If you are running macOS 10.9, you may experience issues when installing Ansible using pip. The following is a workaround that should resolve the issue:

$ sudo CFLAGS=-Qunused-arguments CPPFLAGS=-Qunused-arguments pip install ansible

If you want to update your Ansible version, pip makes it easy via the following command:

$ sudo pip install ansible --upgrade

Similarly, you can upgrade it using the brew command if that was your install method:

$ brew upgrade ansible

Now that you have learned the steps to install Ansible on macOS, let's see how to configure a Windows host for automation with Ansible.
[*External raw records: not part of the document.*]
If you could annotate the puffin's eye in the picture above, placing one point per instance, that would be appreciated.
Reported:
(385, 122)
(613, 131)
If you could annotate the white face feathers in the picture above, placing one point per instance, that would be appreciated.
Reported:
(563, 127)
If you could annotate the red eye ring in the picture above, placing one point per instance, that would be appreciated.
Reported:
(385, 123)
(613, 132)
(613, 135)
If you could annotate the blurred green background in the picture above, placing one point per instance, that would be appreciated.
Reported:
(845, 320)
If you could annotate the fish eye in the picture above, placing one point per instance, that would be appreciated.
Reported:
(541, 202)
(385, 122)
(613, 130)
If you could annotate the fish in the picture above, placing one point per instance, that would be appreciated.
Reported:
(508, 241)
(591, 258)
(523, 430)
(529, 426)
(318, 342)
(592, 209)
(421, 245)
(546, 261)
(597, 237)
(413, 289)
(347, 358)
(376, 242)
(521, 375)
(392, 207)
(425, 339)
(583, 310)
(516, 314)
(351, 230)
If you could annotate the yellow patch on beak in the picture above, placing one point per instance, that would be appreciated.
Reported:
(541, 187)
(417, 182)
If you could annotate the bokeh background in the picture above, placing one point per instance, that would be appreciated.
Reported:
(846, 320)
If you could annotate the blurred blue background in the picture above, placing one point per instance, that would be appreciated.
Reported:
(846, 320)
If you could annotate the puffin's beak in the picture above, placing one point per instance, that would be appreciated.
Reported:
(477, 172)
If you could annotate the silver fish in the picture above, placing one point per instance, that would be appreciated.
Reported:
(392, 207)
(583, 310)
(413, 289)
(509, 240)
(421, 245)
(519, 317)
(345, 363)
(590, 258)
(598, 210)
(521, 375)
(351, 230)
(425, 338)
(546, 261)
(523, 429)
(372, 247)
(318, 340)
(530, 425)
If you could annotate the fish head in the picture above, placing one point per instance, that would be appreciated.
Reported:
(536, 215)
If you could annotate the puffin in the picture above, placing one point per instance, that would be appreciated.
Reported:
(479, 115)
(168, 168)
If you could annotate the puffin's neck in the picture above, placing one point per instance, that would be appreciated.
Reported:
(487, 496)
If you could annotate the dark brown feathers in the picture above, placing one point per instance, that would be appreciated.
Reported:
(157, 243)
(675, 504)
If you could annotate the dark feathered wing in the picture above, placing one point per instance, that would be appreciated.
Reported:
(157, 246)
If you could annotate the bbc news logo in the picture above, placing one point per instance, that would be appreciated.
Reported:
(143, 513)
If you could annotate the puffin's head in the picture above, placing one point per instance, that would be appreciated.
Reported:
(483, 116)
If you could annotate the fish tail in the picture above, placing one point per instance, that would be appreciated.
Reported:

As discussed earlier, there is no direct installation method for Ansible on Windows—simply, it is recommended that, where available, you install WSL and install Ansible as if you were running Linux natively, using the processes outlined earlier in this chapter.

Despite this limitation, however, Ansible is not limited to managing just Linux- and BSD-based systems—it is capable of the agentless management of Windows hosts using the native WinRM protocol, with modules and raw commands making use of PowerShell, which is available in every modern Windows installation. In this section, you will learn how to configure Windows to enable task automation with Ansible.

Let's look at what Ansible is capable of when automating Windows hosts:

• Gather facts about remote hosts.
• Install and uninstall Windows features.
• Manage and query Windows services.
• Manage user accounts and a list of users.
• Manage packages using Chocolatey (a software repository and accompanying management tool for Windows).
• Perform Windows updates.
• Fetch multiple files from a remote machine to the Windows host.
• Execute raw PowerShell commands and scripts on target hosts.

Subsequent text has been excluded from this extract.